[Python-Dev] PEP: Adding data-type objects to Python

Travis E. Oliphant oliphant.travis at ieee.org
Tue Oct 31 06:51:18 CET 2006


Greg Ewing wrote:
> Travis Oliphant wrote:
> 
>> The 'bit' type re-intprets the size information to be in units of "bits" 
>> and so implies a "bit-field" instead of another data-format.
> 
> Hmmm, okay, but now you've got another orthogonality
> problem, because you can't distinguish between e.g.
> a 5-bit signed int field and a 5-bit unsigned int
> field.

Good point.

> 
> It might be better not to consider "bit" to be a
> type at all, and come up with another way of indicating
> that the size is in bits.

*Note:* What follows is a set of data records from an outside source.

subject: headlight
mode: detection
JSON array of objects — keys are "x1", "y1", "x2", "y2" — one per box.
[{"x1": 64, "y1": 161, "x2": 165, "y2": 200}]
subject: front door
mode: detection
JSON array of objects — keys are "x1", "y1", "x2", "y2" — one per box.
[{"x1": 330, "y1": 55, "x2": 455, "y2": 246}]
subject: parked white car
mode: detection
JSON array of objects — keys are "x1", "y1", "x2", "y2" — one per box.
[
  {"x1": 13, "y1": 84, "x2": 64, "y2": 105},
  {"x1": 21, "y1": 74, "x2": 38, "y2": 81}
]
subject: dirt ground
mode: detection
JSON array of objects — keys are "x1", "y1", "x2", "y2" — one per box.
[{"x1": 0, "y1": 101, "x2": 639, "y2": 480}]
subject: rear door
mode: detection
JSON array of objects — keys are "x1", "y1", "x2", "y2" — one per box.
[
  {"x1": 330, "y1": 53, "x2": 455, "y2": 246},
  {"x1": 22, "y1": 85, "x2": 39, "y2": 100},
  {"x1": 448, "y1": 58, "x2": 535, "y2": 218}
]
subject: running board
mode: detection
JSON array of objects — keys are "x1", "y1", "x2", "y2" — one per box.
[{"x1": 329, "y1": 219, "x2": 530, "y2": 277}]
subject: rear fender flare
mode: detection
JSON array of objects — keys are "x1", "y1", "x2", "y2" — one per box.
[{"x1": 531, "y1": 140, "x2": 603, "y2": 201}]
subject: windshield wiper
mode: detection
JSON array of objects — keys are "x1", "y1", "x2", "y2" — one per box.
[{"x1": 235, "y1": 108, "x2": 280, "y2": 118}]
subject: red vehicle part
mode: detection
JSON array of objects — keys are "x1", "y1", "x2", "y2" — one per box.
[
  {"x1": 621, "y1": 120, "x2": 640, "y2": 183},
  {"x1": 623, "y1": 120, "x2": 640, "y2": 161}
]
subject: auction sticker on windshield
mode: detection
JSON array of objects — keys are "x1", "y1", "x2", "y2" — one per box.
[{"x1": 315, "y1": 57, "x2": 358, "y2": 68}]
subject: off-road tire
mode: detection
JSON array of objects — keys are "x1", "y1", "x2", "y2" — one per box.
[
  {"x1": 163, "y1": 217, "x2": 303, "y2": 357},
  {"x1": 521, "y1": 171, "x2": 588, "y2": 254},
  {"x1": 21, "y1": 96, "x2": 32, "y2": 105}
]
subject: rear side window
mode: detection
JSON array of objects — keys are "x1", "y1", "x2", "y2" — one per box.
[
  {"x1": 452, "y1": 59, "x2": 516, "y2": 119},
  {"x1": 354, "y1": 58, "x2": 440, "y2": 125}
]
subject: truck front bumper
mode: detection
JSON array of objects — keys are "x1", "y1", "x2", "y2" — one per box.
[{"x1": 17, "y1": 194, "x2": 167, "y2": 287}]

Perhaps
> 
>     'i4'   # 4-byte signed int
>     'i4b'  # 4-bit signed int
>     'u4'   # 4-byte unsigned int
>     'u4b'  # 4-bit unsigned int
> 

I like this.  Very nice.  I think that's the right way to look at it.

> (Next we can have an argument about whether bit
> fields should be packed MSB-to-LSB or vice versa...:-)

I guess we need another flag / attribute to indicate that.

The other thing that needs to be discussed at some point may be a way to 
indicate the floating-point format.  I've basically punted on this and 
just meant 'f' to mean "platform float"

Thus, you can't use the data-type object to pass information between two 
platforms that don't share a common floating point representation.